When a Hive table has values like maps or arrays, if you select it in the Hive client they are shown as JSON, e.g.: {"a":1,"b":1} or [1,2,2].

When you select those in Spark, they are map/array objects in the DataFrame. If you stringify each row they are Map("a" -> 1, "b" -> 1) or WrappedArray(1, 2, 2).

I want to have the same format as the Hive client when using Spark's HiveContext.

How can I do this?

Answer 1

Spark has its own functions to convert complex objects into their JSON representation.

Here is the documentation for the org.apache.spark.sql.functions package, which also comes with the to_json function that does the following:

Converts a column containing a StructType, ArrayType of StructTypes, a MapType or ArrayType of MapTypes into a JSON string with the specified schema.

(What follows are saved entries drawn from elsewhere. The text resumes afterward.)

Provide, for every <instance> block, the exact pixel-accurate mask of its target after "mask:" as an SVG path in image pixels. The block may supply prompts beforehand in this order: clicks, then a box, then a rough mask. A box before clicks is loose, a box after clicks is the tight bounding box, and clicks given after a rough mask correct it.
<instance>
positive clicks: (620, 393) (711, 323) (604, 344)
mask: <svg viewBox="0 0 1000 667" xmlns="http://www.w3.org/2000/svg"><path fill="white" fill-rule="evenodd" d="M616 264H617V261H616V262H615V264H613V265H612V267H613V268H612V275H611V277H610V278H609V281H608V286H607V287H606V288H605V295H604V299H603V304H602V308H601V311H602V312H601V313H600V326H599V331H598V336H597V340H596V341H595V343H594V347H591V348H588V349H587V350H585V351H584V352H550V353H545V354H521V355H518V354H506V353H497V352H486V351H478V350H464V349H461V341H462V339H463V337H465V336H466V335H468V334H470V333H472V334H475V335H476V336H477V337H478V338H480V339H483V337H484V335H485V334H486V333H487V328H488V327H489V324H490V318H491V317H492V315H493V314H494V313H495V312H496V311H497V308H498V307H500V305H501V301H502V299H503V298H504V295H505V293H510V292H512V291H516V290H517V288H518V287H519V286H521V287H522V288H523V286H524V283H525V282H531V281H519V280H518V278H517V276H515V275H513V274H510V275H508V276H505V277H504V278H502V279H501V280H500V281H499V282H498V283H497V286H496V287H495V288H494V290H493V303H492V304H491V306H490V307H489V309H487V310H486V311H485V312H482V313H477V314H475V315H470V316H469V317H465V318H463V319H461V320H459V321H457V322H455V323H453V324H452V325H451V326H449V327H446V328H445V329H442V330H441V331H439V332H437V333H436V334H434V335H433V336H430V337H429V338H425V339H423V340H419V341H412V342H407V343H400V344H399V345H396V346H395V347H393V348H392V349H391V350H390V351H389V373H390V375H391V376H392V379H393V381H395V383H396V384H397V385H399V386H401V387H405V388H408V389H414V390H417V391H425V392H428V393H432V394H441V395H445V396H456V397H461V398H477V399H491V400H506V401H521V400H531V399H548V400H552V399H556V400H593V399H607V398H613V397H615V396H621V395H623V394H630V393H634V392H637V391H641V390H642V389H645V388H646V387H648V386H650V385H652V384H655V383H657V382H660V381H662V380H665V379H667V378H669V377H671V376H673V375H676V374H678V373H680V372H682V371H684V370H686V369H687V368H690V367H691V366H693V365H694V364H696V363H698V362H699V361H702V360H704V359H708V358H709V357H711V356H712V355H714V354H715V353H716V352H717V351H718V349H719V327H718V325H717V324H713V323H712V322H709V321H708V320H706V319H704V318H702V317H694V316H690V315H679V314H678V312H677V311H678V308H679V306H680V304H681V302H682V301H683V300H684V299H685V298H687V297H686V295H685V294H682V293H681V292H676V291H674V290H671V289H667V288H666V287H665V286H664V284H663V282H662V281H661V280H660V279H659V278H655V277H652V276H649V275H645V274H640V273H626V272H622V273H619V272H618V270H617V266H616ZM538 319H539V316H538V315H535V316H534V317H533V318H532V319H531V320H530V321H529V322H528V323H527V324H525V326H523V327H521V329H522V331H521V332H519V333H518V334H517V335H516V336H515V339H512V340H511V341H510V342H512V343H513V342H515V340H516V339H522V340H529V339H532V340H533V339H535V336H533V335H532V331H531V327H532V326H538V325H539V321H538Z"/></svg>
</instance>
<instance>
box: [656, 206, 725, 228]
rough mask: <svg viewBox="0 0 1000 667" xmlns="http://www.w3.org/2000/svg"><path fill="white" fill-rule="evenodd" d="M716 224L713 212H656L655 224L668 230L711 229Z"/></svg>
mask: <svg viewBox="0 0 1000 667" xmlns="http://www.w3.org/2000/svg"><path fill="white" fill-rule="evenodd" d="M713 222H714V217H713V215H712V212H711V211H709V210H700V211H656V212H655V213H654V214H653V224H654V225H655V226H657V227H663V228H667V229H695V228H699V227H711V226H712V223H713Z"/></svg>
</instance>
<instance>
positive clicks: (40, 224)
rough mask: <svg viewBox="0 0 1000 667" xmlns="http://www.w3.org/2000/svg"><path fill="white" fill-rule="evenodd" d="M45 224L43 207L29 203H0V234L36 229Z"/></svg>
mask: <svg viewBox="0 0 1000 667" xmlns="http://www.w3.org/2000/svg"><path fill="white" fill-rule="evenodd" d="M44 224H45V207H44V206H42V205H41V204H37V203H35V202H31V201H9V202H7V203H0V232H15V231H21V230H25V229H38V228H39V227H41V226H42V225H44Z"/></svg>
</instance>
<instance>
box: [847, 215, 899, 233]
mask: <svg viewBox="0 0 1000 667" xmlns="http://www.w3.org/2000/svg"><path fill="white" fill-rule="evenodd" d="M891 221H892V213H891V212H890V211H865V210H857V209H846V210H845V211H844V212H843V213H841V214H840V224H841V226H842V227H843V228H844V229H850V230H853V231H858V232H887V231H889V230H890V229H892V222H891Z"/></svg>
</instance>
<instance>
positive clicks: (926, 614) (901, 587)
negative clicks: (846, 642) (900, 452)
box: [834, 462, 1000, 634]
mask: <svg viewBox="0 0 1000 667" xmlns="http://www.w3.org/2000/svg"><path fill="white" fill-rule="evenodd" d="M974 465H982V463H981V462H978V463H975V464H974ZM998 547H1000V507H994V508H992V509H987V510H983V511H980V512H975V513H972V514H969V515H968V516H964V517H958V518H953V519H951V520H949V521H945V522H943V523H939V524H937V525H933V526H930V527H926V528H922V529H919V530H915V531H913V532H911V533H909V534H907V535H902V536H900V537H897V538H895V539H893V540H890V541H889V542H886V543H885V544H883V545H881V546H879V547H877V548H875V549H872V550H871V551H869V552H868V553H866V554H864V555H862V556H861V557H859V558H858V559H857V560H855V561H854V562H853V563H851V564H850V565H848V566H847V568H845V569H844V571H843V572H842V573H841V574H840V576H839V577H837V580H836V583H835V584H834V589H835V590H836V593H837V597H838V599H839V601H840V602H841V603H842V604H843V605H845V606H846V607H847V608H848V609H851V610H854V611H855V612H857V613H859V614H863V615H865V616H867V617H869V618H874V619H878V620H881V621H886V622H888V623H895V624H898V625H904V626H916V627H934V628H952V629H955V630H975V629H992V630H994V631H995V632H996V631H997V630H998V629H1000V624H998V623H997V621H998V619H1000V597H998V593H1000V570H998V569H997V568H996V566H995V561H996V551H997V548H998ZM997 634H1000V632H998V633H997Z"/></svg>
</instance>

Throws an exception, in the case of an unsupported type.

Here is a short example as ran on the spark-shell:

scala> val df = spark.createDataFrame(
     |   Seq(("hello", Map("a" -> 1)), ("world", Map("b" -> 2)))
     | ).toDF("name", "map")
df: org.apache.spark.sql.DataFrame = [name: string, map: map<string,int>]

scala> df.show
+-----+-----------+
| name|        map|
+-----+-----------+
|hello|Map(a -> 1)|
|world|Map(b -> 2)|
+-----+-----------+

scala> df.select($"name", to_json(struct($"map")) as "json").show
+-----+---------------+
| name|           json|
+-----+---------------+
|hello|{"map":{"a":1}}|
|world|{"map":{"b":2}}|
+-----+---------------+

Here is a similar example, with arrays instead of maps:

scala> val df = spark.createDataFrame(
     |   Seq(("hello", Seq("a", "b")), ("world", Seq("c", "d")))
     | ).toDF("name", "array")
df: org.apache.spark.sql.DataFrame = [name: string, array: array<string>]

scala> df.select($"name", to_json(struct($"array")) as "json").show
+-----+-------------------+
| name|               json|
+-----+-------------------+
|hello|{"array":["a","b"]}|
|world|{"array":["c","d"]}|
+-----+-------------------+